Friday, March 7th, 2014 from 12-1 pm in GHC 4303.

Presented by Yuan Zhou, CSD

Optimization is a broad class of problems arising everywhere in computer science, operations research, etc. Efficient algorithms that approximate the optimal solution are desirable for many optimization problems that seem computationally intractable. Convex programming relaxation hierarchies have proven to be the most powerful tool to design approximation algorithms for optimization problems.

In this talk, I will introduce convex relaxation hierarchies and explain how to understand their computational power. Using several fundamental optimization problems like Max-Cut and Sparsest-Cut as examples, I will illustrate: 1) how to design approximation algorithms via hierarchies, 2) how certain problems are resistant to hierarchies, and their significance, and 3) a surprising connection between hierarchies and the theory of algebraic proof complexity.

In the end, I will propose directions to further explore the power of convex relaxation hierarchies, which hopefully will lead to answer the most important question in approximation algorithms research -- whether the simplest semidefinite programming relaxation is optimal for many optimization problems.

Logic Programming with Temporality, Names and List Comprehension

Friday, March 21st, 2014 from 12-1 pm in GHC 4303.

Presented by Kuen-Bang Hou (Favonia), CSD

Logic programming has been known for its ability to execute specifications as programs directly. The one based on linear logic can further model the states in real systems. Unfortunately, some common concepts are rather inconvenient to express in a typical linear logic. For example, maintaining a global counter for the number of data in a system requires careful manual updating in every rule.
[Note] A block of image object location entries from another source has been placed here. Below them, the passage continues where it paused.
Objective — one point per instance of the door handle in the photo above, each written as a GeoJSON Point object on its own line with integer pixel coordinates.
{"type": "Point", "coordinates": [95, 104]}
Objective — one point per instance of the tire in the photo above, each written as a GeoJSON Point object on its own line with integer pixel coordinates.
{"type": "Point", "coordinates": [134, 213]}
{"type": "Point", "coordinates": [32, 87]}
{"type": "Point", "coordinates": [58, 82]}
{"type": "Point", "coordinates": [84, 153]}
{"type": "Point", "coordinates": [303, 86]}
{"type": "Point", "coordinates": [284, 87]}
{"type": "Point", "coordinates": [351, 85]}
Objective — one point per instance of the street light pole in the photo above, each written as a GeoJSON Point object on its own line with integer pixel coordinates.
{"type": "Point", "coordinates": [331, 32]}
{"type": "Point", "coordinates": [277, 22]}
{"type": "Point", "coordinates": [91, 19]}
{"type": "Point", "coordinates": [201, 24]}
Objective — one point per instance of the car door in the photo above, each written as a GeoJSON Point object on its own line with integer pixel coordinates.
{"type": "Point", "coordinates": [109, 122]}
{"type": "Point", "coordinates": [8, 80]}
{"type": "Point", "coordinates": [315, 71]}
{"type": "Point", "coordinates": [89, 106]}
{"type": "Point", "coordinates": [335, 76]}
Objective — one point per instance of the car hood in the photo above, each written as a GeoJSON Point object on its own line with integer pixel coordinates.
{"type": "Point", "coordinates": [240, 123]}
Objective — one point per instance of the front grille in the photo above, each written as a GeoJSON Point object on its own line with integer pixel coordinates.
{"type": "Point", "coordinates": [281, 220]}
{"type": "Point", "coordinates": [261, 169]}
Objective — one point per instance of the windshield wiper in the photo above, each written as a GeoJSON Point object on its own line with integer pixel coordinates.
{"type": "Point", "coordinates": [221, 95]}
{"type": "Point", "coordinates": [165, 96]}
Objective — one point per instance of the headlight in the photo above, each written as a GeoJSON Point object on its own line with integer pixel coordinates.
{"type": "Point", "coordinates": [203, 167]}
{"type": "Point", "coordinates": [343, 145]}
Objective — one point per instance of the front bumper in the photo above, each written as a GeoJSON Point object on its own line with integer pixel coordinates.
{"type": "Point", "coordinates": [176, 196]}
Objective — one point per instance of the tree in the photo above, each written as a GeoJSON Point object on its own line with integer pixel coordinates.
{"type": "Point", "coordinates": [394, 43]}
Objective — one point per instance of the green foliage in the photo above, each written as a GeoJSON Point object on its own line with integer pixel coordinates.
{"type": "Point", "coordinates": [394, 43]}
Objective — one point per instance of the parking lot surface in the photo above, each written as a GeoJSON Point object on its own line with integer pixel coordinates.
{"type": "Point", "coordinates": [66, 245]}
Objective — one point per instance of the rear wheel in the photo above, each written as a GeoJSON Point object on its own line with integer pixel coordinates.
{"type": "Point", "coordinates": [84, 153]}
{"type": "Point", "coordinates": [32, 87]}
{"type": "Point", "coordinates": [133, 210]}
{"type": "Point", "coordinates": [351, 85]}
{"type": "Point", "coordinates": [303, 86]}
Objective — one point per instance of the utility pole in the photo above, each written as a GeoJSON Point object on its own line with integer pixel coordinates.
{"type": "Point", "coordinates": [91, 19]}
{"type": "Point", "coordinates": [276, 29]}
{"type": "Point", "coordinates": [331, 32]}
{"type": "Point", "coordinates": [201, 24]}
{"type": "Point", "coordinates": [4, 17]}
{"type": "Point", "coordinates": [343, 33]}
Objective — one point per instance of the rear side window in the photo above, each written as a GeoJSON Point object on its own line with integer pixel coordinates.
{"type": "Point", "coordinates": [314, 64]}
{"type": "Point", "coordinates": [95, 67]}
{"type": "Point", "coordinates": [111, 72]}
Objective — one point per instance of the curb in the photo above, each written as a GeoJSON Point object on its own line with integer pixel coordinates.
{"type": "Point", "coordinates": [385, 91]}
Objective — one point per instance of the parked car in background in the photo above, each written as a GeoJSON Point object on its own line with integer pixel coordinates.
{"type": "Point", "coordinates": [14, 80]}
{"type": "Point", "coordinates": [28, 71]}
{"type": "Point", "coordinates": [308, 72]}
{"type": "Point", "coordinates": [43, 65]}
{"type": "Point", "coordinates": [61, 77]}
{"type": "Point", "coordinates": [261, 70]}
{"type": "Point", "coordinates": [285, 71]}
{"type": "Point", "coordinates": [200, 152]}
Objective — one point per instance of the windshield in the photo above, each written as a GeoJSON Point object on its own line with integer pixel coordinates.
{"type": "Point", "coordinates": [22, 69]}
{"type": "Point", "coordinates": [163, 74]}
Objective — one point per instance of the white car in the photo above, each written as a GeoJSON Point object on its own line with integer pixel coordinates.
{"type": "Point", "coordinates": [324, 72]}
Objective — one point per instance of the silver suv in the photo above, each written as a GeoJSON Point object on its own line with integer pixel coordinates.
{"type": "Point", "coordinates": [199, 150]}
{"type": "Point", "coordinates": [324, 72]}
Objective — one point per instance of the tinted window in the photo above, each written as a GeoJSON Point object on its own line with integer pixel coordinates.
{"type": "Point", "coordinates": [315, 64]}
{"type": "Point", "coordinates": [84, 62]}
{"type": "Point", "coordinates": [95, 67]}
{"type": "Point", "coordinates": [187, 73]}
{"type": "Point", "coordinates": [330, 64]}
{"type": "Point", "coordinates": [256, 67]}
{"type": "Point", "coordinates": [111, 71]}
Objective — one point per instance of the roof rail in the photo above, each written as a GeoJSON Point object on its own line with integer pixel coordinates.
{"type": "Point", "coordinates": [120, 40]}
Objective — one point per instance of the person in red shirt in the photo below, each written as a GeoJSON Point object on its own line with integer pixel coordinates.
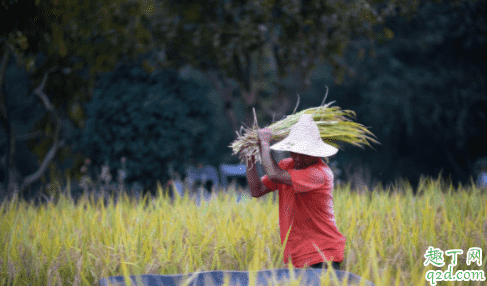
{"type": "Point", "coordinates": [305, 185]}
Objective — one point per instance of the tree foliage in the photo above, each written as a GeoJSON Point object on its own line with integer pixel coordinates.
{"type": "Point", "coordinates": [150, 119]}
{"type": "Point", "coordinates": [97, 34]}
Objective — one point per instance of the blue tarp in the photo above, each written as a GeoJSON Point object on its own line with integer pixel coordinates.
{"type": "Point", "coordinates": [310, 276]}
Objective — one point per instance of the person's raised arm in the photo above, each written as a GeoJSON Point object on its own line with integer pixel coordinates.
{"type": "Point", "coordinates": [253, 178]}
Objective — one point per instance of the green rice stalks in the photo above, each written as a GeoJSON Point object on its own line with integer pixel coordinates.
{"type": "Point", "coordinates": [334, 127]}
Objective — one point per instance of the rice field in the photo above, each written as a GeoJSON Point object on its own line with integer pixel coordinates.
{"type": "Point", "coordinates": [388, 233]}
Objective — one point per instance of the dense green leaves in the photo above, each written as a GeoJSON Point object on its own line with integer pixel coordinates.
{"type": "Point", "coordinates": [149, 119]}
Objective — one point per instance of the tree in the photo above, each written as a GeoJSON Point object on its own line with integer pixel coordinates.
{"type": "Point", "coordinates": [99, 34]}
{"type": "Point", "coordinates": [221, 38]}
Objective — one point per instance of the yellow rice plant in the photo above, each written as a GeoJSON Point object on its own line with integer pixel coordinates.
{"type": "Point", "coordinates": [332, 123]}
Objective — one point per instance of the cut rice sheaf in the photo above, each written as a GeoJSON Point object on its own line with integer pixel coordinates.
{"type": "Point", "coordinates": [334, 127]}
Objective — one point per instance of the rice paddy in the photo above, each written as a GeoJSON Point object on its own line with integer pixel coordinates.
{"type": "Point", "coordinates": [388, 233]}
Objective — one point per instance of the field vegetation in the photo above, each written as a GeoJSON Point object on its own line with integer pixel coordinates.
{"type": "Point", "coordinates": [388, 232]}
Motivated by social networking sites, I have created a new logic for logic programming which addresses several usability issues in a typical linear logic. The extensions include temporality (which can be used to handle global information), name generation and list comprehension. I also showed that there is a sound and complete compilation from this logic to a known linear logic. This talk will primarily focus on the definition and the usage of the new logic.

Presented in Partial Fulfillment of the CSD Speaking Skills Requirement

Separation Logic with Heap Predicates

Tuesday, March 25th, 2014 from 12-1 pm in GHC 4303.

Presented by Salil Joshi, CSD

Separation logic has proven to be a succesful technique for reasoning about programs that manipulate pointers. Various extensions have been proposed over the years for dealing with concurrent programs.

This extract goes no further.